What’s the sense of “growing better/stronger” you’re using here? Fleshing that out might make the answer obvious.
It feels like unstructured play makes people better/stronger in a way that structured play doesn’t.
What do I mean? Unstructured play is the sort of stuff I used to do with my best friend in high school:
unscrewing all the cabinet doors in my parents’ house, turning them upside down and/or backwards, then screwing them back on
jumping in and/or out of a (relatively slowly) moving car
making a survey and running it on people at the mall
covering pool noodles with glow-in-the-dark paint, then having pool noodle sword fights with them at night while the paint is still wet, so we can tell who’s winning by who’s glowing more
In contrast, structured play is more like board games or escape rooms or sports. It has fixed rules. (Something like making and running a survey can be structured play or unstructured play or not play at all, depending on the attitude with which one approaches it. Do we treat it as a fun thing whose bounds can be changed at any time?)
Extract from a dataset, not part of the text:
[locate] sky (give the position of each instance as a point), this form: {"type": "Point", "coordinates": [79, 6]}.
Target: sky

I’m not quite sure why it feels like unstructured play makes people better/stronger, and I’d be curious to hear other peoples’ thoughts on the question. I’m going to write some of mine below, but maybe don’t look at them yet if you want to answer the question yourself?
Just streaming thoughts a bit...
Unstructured play encourages people to question the frame, change the environment/rules, treat social constraints as malleable. It helps one to notice degrees of freedom which are usually taken to be fixed.
Because there’s so much more freedom, unstructured play pushes people to notice their small desires moment-to-moment and act on them, rather than suppress them (as is normal most of the time).
Unstructured play offers an environment in which to try stuff one wouldn’t normally try, in a way which feels lower-risk.
… and probably others. But I’m not sure which such factor(s) most account for my gut feeling that unstructured play makes people better/stronger. (Or, to account for the other possibility, maybe the causal arrow goes the other way, i.e. better/stronger people engage more in unstructured play, and my gut feeling is picking up on that.) Which factor is most important for growing better/stronger?
(Written before reading the second part of the OP.)
I don’t really share that feeling[1]. But if I conditioned on that being true and then produced an answer:
Obviously because it trains research taste.
Or, well, the skills in that cluster. If you’re free to invent/modify the rules of the game at any point, then if you’re to have fun, you need to be good at figuring out what rules would improve the experience for you/everyone, and what ideas would detract from it. You’re simultaneously acting as a designer and as a player. And there’s also the element of training your common-sense/world-modeling skills: what games would turn out fun and safe in the real world, and which ones seem fun in your imagination, but would end up boring due to messy realities or result in bodily harm.
By contrast, structured play enforces a paradigm upon you and only asks you to problem-solve within it. It trains domain-specific skills, whereas unstructured play is “interdisciplinary”, in that you can integrate anything in your reach into it.
More broadly: when choosing between different unstructured plays, you’re navigating a very-high-dimensional space of possible games, and (1) that means there’s simply a richer diversity of possible games you can engage in, which means a richer diversity of skills you can learn, (2) getting good at navigating that space is a useful skill in itself. Structured plays, on the other hand, present for choice a discrete set of options pre-computed to you by others.
Unstructured play would also be more taxing on real-time fluid-intelligence problem-solving. Inferring the rules (if they’ve been introduced/changed by someone else), figuring out how to navigate them on the spot, etc.
What’s the sense of “growing better/stronger” you’re using here? Fleshing that out might make the answer obvious.
Not in the sense that I think this statement is wrong, but in that I don’t have the intuition that it’s true.
My guess would be unstructured play develops more material skills and structured play develops more social skills.